Monday 30 June 2014

Week of 6/23 Update

This week I implemented fast polynomial interpolation and evaluation. As I mentioned last week the plan is to compute $det(A)$ for a polynomial matrix $A$ by evaluating $det(A(p))$ at a bunch of points $p$ and interpolating the polynomial that runs through those values. If the largest polynomial in $A$ has degree $d$ then we need $d+1$ points. The naive algorithm for evaluating a polynomial takes $O(d)$ time per point for a total of $O(d^{2})$ field operations. Since the polynomials from block-wiedemann have degree of order $\frac{n}{b}$ (here $n$ is the matrix dimension and very big, $b$ is the blocking factor and fairly small) we definitely needed a faster method. Although we can't do an FFT per se since our fields lack points with the requisite properties, there is a similar algorithm (Modern Computer Algebra, algorithms 10.5 and 10.11) that works for any choice of points. The new PolyInterpolation class can transform a polynomial from the coefficient domain to the point domain and back in $O(d\log^{2}{d})$ time. So far it seems to work pretty well, but it still needs a little polishing up.
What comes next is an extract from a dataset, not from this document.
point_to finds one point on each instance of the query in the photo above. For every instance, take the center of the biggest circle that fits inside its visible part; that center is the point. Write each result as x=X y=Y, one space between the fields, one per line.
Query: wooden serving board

I also refactored the code I'd been using to compute invariant factors and wrapped it up in its own class called CoppersmithInvariantFactors. It was getting quite complicated and this should make it significantly easier to use for other applications. I also fixed some old Linbox bugs and cleaned up a matrix representation I'd been using for testing called sparse-map-map-matrix. It's now a fully fledged SparseMatrix type.

The plan now is to automatically extend the base field as needed when doing polynomial interpolation/evaluation so that there are sufficient points to represent the original polynomial. Once I've got that working I'll pull it all together into the determinant class and I'll be able to use that for the SNF computation. My original plan was to write some kind of a wrapper for the polynomial ring GivaroPoly but now I think I might be able to use a different SNF class (SmithFormIliopoulos) that already supports doing computations modulo $det(A)$.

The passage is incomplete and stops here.